Ticker/Portfolio Name YTD
1Yr AR 3Yr AR 5Yr AR 10Yr AR 10Yr Sharpe
P SMA 200d VFINX Monthly 1.5% 6.5% 16.5% 13.9% 11.2% 0.83
VFINX (Vanguard 500 Index Investor) 1.5% 6.5% 17.5% 15.6% 7.5% 0.32

More detailed year by year comparison >> 

Yes, the moving average based portfolio is still lagging behind VFINX in 3 and 5 year periods, but it actually has done better than the global based TAA portfolio (see below). Furthermore, for the past 5 years, there have been only two sell and buy pairs of transactions, one in 2010 and one in 2011. Since 2012, the portfolio has remained fully invested!

m6: trend based multi core assets rotation 

Just for the comparison purpose, let’s pull up the latest TAA portfolio that has been mentioned multiple times in our recent newsletters. 

Portfolio Performance Comparison (as of 7/27/2015):

Ticker/Portfolio Name YTD
1Yr AR 3Yr AR 5Yr AR 10Yr AR 10Yr Sharpe
P Relative Strength Trend Following Six Assets -2.6% -2.8% 10.2% 9.7% 10.0% 0.7
VFINX (Vanguard 500 Index Investor) 1.5% 6.5% 17.5% 15.6% 7.5% 0.32

Again, the pain here is that this portfolio is supposed to be the ‘best’, but it hasn’t done better than practically all of the US stock portfolios at lower levels. 


The performance in this period serves as a good reminder that no strategy or fund can always be a consistent winner at any time. Even under the same ‘momentum’ strategy umbrella, there are differences. Furthermore, those strategies which are supposedly to be more volatile have suddenly performed better and smoother.

However, investors should remember that we should always examine a portfolio or a strategy in at least one full market cycle. For us, we still believe that for most average investors, in a long term, the (relative) momentum based asset allocation strategy at major core asset level is still the best, both in terms of risk adjusted returns or even just returns.  Recent under performance does not give rise to the doubt about its long term benefit. 

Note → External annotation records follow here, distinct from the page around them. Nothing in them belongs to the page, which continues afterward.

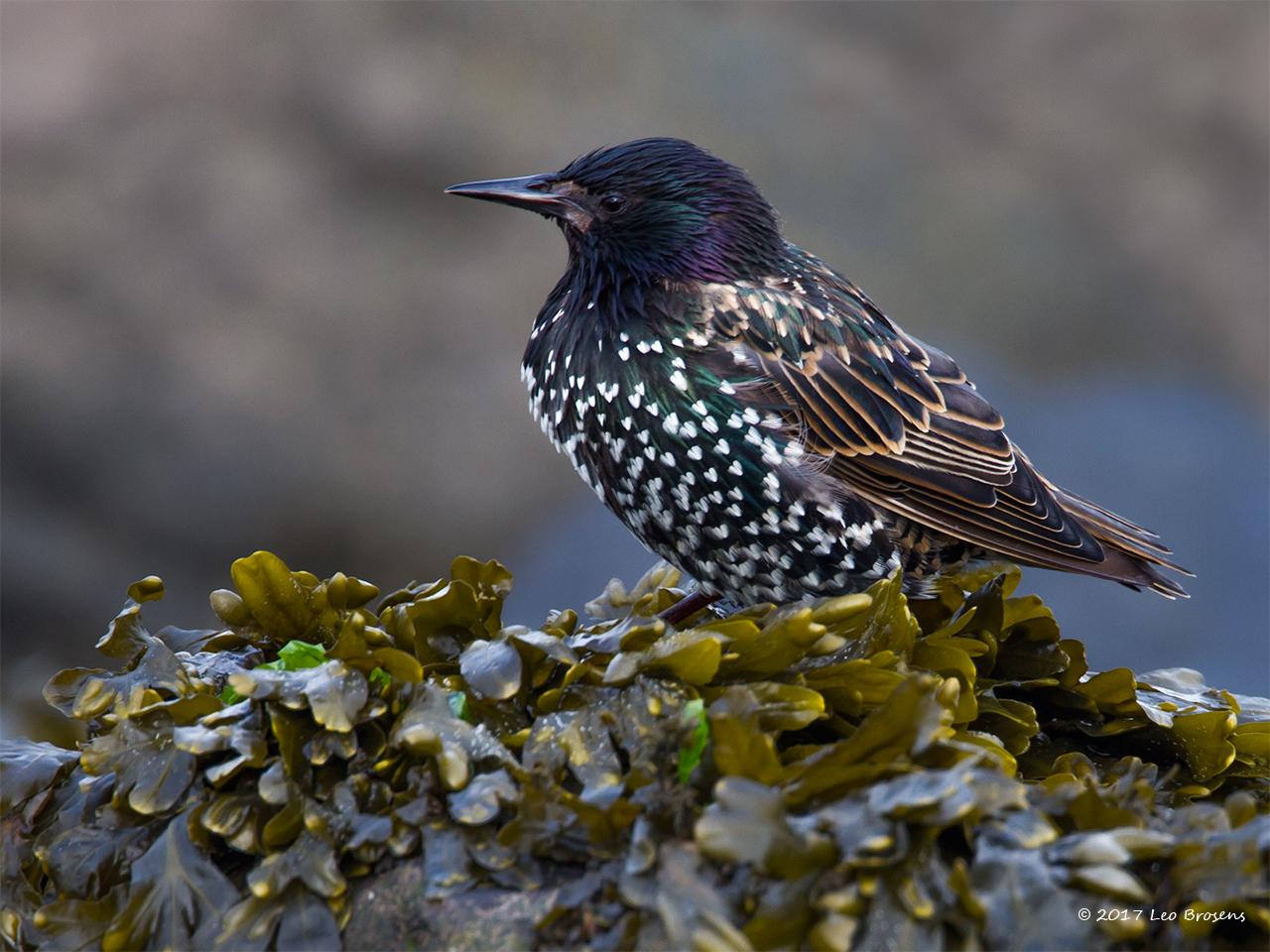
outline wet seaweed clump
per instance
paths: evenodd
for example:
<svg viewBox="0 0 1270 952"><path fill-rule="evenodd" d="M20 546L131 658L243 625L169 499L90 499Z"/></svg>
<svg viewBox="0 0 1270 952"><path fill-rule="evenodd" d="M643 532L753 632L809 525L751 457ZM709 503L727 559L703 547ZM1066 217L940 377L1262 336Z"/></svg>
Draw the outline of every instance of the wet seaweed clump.
<svg viewBox="0 0 1270 952"><path fill-rule="evenodd" d="M678 628L664 565L536 627L497 562L231 575L4 741L10 947L1266 947L1270 702L1087 670L1010 566Z"/></svg>

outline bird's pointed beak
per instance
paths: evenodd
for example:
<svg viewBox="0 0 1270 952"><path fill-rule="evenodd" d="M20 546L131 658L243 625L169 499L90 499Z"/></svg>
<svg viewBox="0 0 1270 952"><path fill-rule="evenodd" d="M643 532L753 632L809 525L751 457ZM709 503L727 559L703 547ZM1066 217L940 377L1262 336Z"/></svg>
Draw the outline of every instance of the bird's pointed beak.
<svg viewBox="0 0 1270 952"><path fill-rule="evenodd" d="M560 180L551 174L525 175L518 179L465 182L461 185L451 185L446 189L446 194L502 202L540 215L566 218L570 212L580 209L573 201L555 190L559 184Z"/></svg>

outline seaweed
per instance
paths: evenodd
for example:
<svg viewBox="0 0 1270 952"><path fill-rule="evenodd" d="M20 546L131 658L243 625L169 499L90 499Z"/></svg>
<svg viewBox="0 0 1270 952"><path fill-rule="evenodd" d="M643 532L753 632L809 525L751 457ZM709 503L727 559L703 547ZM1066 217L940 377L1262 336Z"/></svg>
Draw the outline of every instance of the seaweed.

The above performance dispersion also reminds us the benefits of using multiple strategies, as what we outlined several times in newsletters such as November 12, 2012: Multiple Portfolios As Another Diversification Dimension

Market Overview

Markets are again at a seemingly turning point: though one can attribute the world wide stock market weakness to the Chinese stock market debacle, the yet ongoing drama in the Greek debt implementation or the upcoming interest rate hike, we are more inclined to see that such a phenomenon is inevitable in a highly over-valued elevated stock market. When a market reaches an over valued and over bought state with many complacent investors, it reaches a highly unstable state that will  resolve itself one way or the other. Since it is hard to predict, we resort to following market trends. 

For more detailed asset trend scores, please refer to 360° Market Overview.

We would like to remind our readers that markets are more precarious now than other times in the last 5 years. It is a good time and imperative to adjust to a risk level you are comfortable with right now.  However, recognizing our deficiency to predict the markets, we will stay on course. 

We again copy our position statements (from previous newsletters): 

Our position has not changed: We still maintain our cautious attitude to the recent stock market strength. Again, we have not seen any meaningful or substantial structural change in the U.S., European and emerging market economies. However, we will let markets sort this out and will try to take advantage over its irrational behavior if it is possible. 

We again would like to stress for any new investor and new money, the best way to step into this kind of markets is through dollar cost average (DCA), i.e. invest and/or follow a model portfolio in several phases (such as 2 or 3 months) instead of the whole sum at one shot.